Man ist schnell bei der Hand mit der Annahme, dass das Phänomen Zombies in der Popkultur zuletzt ausreichend behandelt wurde. Eine schier unermessliche Anzahl an Medienprodukten beschäftigt sich mit den untoten Wiedergängern, von Computerspielen über Comics bis hin zu den großen Filmklassikern des Regisseurs George A. Romero. Auch wenn die Fanschar nach wie vor so groß ist, dass Paraden von verkleideten Zombies („Zombie Walks“) durch die Städte taumeln, sind Ermüdungserscheinungen nicht von der Hand zu weisen. Als bekannt wurde, dass der neue Film des französischen Ausnahmeregisseurs Bertrand Bonello zumindest teilweise einmal mehr das Phänomen behandeln würde, war Skepsis zumindest angebracht.
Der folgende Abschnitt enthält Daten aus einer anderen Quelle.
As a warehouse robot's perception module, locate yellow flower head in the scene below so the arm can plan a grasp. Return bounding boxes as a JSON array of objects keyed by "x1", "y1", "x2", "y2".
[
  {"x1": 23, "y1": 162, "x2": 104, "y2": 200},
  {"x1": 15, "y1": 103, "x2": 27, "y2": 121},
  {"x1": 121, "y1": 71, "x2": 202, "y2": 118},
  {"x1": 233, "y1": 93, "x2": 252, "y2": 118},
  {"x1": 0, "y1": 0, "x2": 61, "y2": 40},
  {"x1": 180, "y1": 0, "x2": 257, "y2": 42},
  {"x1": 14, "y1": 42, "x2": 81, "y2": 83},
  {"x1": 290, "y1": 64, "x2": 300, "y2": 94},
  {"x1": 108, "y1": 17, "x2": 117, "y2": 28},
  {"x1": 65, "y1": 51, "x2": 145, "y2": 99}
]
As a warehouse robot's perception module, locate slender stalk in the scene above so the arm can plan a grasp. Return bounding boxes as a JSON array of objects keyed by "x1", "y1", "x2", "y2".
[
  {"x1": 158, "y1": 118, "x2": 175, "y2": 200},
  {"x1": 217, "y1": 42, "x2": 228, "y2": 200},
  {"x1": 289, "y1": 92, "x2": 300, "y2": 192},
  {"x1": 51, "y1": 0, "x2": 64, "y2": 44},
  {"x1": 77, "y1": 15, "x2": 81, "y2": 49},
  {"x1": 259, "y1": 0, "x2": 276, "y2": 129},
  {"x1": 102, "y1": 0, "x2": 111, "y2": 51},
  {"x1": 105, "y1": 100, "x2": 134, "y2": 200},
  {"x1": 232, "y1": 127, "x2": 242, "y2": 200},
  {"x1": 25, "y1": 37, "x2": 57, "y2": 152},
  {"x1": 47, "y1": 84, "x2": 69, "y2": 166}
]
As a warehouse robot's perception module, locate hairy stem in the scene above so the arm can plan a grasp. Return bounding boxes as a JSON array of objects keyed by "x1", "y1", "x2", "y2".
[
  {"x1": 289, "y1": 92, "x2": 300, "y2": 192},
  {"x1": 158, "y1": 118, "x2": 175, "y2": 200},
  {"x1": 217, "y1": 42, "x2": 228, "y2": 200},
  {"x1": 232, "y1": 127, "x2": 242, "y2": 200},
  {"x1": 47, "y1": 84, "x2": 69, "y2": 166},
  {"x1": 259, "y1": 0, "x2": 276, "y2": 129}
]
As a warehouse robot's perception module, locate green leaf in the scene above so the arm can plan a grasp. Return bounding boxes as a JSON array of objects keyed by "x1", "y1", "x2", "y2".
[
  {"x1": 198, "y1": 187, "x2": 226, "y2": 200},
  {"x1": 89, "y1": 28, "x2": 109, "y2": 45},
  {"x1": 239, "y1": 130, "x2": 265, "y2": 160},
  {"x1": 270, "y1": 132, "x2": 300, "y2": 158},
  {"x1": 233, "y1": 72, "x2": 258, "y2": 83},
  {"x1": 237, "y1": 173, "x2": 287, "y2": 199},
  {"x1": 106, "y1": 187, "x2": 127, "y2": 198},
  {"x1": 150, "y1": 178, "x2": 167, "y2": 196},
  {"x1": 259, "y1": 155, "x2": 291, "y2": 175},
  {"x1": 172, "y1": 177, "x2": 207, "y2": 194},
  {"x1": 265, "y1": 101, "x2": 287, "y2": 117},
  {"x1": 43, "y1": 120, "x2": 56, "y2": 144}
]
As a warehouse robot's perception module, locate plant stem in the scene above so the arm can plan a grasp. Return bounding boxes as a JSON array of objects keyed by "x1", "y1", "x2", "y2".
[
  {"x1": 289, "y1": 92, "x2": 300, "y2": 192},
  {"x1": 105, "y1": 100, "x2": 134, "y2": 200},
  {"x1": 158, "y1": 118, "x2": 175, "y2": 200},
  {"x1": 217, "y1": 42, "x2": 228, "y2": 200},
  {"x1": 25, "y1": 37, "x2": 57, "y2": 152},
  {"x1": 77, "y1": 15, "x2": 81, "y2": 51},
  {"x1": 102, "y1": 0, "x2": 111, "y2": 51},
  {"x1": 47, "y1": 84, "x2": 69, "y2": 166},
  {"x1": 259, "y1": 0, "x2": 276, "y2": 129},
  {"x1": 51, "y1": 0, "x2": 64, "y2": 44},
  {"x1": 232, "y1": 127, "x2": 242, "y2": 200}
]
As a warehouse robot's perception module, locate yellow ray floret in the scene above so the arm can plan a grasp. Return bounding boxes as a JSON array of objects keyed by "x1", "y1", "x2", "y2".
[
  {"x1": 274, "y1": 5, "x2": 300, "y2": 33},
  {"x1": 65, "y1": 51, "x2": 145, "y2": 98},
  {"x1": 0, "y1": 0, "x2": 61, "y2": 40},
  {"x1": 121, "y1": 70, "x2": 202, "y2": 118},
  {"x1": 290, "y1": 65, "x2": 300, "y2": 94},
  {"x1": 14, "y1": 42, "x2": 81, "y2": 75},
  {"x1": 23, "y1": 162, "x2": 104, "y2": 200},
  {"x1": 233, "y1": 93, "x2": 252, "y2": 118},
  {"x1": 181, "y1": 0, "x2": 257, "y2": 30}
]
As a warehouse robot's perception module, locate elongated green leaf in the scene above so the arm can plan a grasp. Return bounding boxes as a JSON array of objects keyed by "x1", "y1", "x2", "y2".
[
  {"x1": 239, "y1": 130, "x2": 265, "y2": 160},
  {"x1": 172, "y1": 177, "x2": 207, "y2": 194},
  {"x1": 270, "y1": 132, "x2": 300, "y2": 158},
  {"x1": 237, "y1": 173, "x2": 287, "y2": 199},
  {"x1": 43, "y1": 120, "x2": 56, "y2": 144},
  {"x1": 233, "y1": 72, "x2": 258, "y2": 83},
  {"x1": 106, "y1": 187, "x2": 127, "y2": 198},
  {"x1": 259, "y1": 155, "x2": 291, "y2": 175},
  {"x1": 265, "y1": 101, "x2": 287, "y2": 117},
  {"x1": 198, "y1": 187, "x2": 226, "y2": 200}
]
Doch „Zombi Child“ ist ein Beitrag, der sich nicht in der immergleichen Mär des gefährlichen Zombies ergeht, sondern die Untoten als überdeutliche Konsequenz von Unrecht begreift. Es ist im Prinzip ein magischer Realismus, den Bertrand Bonello betreibt, während er seine Geschichte an zwei wesentlichen Standorten und Zeitpunkten entwickelt und diese nur ganz langsam miteinander verknüpft.
Der echte Zombie
Der Film beginnt im Jahre 1962 auf Haiti und erzählt zunächst die Geschichte von Clairvius Narcisse, der tatsächlich gelebt hat. Der 40-Jährige wird durch ein mit Kugelfisch versetztes Pulver gelähmt und irrtümlich begraben. Gerettet wird er von einem Voodoo-Priester, der ihn jedoch in einen Zombie verwandelt und mit anderen Schicksalsgenossen zur Feldarbeit schickt. Mélissa, die Enkelin von Clairvius Narcisse, hingegen lernt heute am renommierten Internat der Légion d’Honneur in Saint-Denis am Stadtrand von Paris. Sie musste die Insel mit ihrer Tante verlassen, nachdem beim Erdbeben 2010 ihre Eltern umkamen. Mit beneidenswerter Leichtigkeit und völlig ohne Effekthascherei wird das Voodoo-Erbe mit dem alltäglichen Begehren und den Sorgen von Mélissa und ihren Freundinnen verbunden. Die Schülerinnen in dem streng katholischen Internat, das einst Napoleon gründete, hören Trap, reden über die Musik und gehen miteinander mit viel Einfühlungsvermögen um. Die Voodoo-Elemente wirken dabei nie als Fremdkörper, sondern sind im Sinne des magischen Realismus natürlich in die Handlung integriert.
Hierarchie des Unglücks
Anknüpfungspunkte für Diskussionen bringt der Film reichlich mit. So kreuzt der Regisseur die Geschichte der afrikanischen Diaspora mit dem Menschheitsverbrechen Sklaverei und dem Wertekanon französischer Teenager. Es ist eine Mischung, die eine eigentümliche Faszination ausstrahlt. Dass die Zombies auf dem Zuckerrohrfeld genauso wirken wie die Arbeiter auf den Plantagen der Kolonialherren, verdeutlicht nur, wie weit die Sklaven jenseits aller Zumutbarkeitsgrenzen gelebt haben. Spannend ist schließlich auch die zum Ende hin gestellte Frage, ob es eine Hierarchie des Unglücks gibt. Wie viel Leid muss man erfahren, um Ansprüche zu stellen? Dass eine weiße Protagonistin die Leidenserfahrung und schließlich sogar das Erbe der Voodoo-Kultur auch gegen Wider – stände für sich einfordert, ist letztlich nur eine weitere Episode der Ausbeutung. Das Ergebnis dieser Szene, die als Filmhöhepunkt in einer wundervollen Parallelmontage dargestellt wird, spricht Bände. Filmisch ist „Zombi Child“ ohnehin ein Genuss. Wer die andere Filme des Regisseurs wie „Haus der Sünde“ oder „Nocturama“ kennt, weiß um dessen Talent, einprägsame Bilder mittels träumerischer und leicht schwermütiger Szenerien zu entwickeln. Ein Bravourstück, das ihm auch mit „Zombi Child“ durchweg gelungen ist.